The party says the decision to grant the Guptas 'early naturalisation' was irregular and the family must be banned from the country.


The controversial Gupta family, currently embroiled in a state capture scandal unravelling through leaked emails, allegedly had their application to become naturalised South Africa citizens declined by home affairs on January 21, 2015.

The EFF alleges in a media statement distributed this afternoon that a home affairs official, CG Hlatswayo, writing on behalf of the department’s director-general, Mkhuseni Apleni, informed the applicants they did not qualify to become naturalised South African citizens.

In a letter the party said it obtained from a reliable source, Hlatswayo is quoted as having told the Gupta family they did not comply with the requirements in terms of section 5(1)(b) of the South African citizenship Act of 2010.

He gave the main reason for declining their application as the fact that they “did not have five years of physical residence in the Republic of South Africa”.

The EFF disclosed that the family was advised to resubmit their application on December 23, 2015.

READ MORE: How Gigaba allegedly made home affairs a Gupta lapdog

They were allegedly told they could only do so on condition that they “do not exceed 90 days outside South Africa for every year in the five years preceding [their] new application and comply with requirements as prescribed in Citizenship Act, Act 17 of 2010 as amended”.

‘The country should ban [the Guptas] from even visiting South Africa altogether due to their corrupt, criminal and immoral conduct.’

The EFF alleged that in a letter dated May 30, 2015, the former home affairs minister wrote the family a letter in which he reportedly informed the Guptas they had been granted “early naturalisation”.

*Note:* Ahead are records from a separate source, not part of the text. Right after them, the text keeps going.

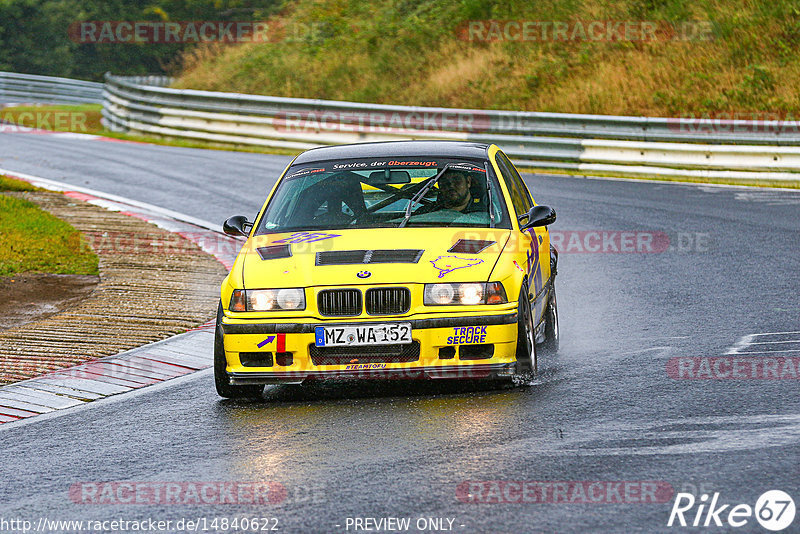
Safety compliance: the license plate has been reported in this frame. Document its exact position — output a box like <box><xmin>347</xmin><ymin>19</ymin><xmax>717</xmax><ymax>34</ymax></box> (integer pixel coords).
<box><xmin>314</xmin><ymin>323</ymin><xmax>411</xmax><ymax>347</ymax></box>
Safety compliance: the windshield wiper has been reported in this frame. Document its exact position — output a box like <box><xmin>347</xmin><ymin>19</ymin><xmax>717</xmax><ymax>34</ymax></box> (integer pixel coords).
<box><xmin>398</xmin><ymin>163</ymin><xmax>452</xmax><ymax>228</ymax></box>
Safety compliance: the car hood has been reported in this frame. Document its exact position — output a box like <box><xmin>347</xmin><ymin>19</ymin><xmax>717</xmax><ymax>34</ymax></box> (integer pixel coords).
<box><xmin>234</xmin><ymin>228</ymin><xmax>510</xmax><ymax>289</ymax></box>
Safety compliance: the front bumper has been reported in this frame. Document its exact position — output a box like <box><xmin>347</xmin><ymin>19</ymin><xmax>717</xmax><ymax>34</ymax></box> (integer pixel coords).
<box><xmin>222</xmin><ymin>309</ymin><xmax>517</xmax><ymax>385</ymax></box>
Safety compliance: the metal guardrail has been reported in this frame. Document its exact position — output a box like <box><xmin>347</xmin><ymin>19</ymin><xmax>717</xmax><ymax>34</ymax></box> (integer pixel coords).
<box><xmin>103</xmin><ymin>74</ymin><xmax>800</xmax><ymax>180</ymax></box>
<box><xmin>0</xmin><ymin>72</ymin><xmax>800</xmax><ymax>181</ymax></box>
<box><xmin>0</xmin><ymin>72</ymin><xmax>103</xmax><ymax>104</ymax></box>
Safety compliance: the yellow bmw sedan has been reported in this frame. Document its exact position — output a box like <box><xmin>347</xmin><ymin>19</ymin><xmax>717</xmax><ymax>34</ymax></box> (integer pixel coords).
<box><xmin>214</xmin><ymin>141</ymin><xmax>559</xmax><ymax>398</ymax></box>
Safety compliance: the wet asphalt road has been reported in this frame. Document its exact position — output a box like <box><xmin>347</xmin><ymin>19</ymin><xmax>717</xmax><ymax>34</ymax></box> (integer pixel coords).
<box><xmin>0</xmin><ymin>131</ymin><xmax>800</xmax><ymax>532</ymax></box>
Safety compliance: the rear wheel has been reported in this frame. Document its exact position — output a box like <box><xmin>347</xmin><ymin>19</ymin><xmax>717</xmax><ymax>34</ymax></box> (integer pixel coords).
<box><xmin>517</xmin><ymin>285</ymin><xmax>537</xmax><ymax>377</ymax></box>
<box><xmin>542</xmin><ymin>282</ymin><xmax>559</xmax><ymax>353</ymax></box>
<box><xmin>214</xmin><ymin>303</ymin><xmax>264</xmax><ymax>399</ymax></box>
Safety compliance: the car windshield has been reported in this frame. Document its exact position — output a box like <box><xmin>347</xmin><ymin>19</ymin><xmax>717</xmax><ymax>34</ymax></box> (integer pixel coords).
<box><xmin>256</xmin><ymin>158</ymin><xmax>510</xmax><ymax>234</ymax></box>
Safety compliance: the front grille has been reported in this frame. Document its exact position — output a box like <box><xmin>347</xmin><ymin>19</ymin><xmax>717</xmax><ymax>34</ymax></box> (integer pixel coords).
<box><xmin>317</xmin><ymin>289</ymin><xmax>361</xmax><ymax>317</ymax></box>
<box><xmin>316</xmin><ymin>249</ymin><xmax>425</xmax><ymax>265</ymax></box>
<box><xmin>308</xmin><ymin>341</ymin><xmax>419</xmax><ymax>365</ymax></box>
<box><xmin>366</xmin><ymin>287</ymin><xmax>411</xmax><ymax>315</ymax></box>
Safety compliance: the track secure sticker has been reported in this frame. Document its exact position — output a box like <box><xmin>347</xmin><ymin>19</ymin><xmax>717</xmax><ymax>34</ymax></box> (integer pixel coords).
<box><xmin>447</xmin><ymin>326</ymin><xmax>486</xmax><ymax>345</ymax></box>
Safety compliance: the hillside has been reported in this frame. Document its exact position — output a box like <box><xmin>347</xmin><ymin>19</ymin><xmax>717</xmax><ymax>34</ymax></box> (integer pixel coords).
<box><xmin>176</xmin><ymin>0</ymin><xmax>800</xmax><ymax>118</ymax></box>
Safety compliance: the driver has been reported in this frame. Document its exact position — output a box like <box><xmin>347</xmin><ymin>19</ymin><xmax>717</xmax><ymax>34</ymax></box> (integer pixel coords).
<box><xmin>419</xmin><ymin>169</ymin><xmax>486</xmax><ymax>213</ymax></box>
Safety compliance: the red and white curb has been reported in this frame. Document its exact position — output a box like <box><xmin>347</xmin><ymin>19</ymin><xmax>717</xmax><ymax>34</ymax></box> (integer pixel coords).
<box><xmin>0</xmin><ymin>169</ymin><xmax>242</xmax><ymax>430</ymax></box>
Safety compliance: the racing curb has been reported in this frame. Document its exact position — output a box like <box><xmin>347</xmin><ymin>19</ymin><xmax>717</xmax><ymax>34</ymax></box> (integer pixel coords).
<box><xmin>0</xmin><ymin>169</ymin><xmax>242</xmax><ymax>425</ymax></box>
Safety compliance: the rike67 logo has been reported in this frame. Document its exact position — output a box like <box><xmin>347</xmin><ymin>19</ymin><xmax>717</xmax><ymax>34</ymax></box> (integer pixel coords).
<box><xmin>667</xmin><ymin>490</ymin><xmax>796</xmax><ymax>532</ymax></box>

Gigaba is accused of having stated in that letter: “After careful consideration of the matter, I have decided by the powers vested in me under section 5(9)(a) of the South African Citizenship Amendment Act, 2010 (Act no 17 of 2010), to wave the residential requirements in regards to your application for naturalisation and grant you early naturalisation.”

That section of the act empowers the minister to grant an early naturalisation certificate “under exceptional circumstance” to an applicant who does not comply with the requirements of section 5(9)(a) of the act.

The party also announced it would be challenging Gigaba’s decision in court, as it did “not believe that in a normal process, implemented in the spirit and letter of our law, the Guptas qualify to be South African citizens”.

“In fact, the country should ban them [the Guptas] from even visiting South Africa altogether due to their corrupt, criminal and immoral conduct,” the statement said.

Gigaba’s spokesman Mayihlome Tshwete referred all queries to the home affairs department.

Apleni, whose first letter was signed on his behalf, told The Citizen he is unable to respond to the allegations as his department will have to undertake an investigation tomorrow to determine the facts.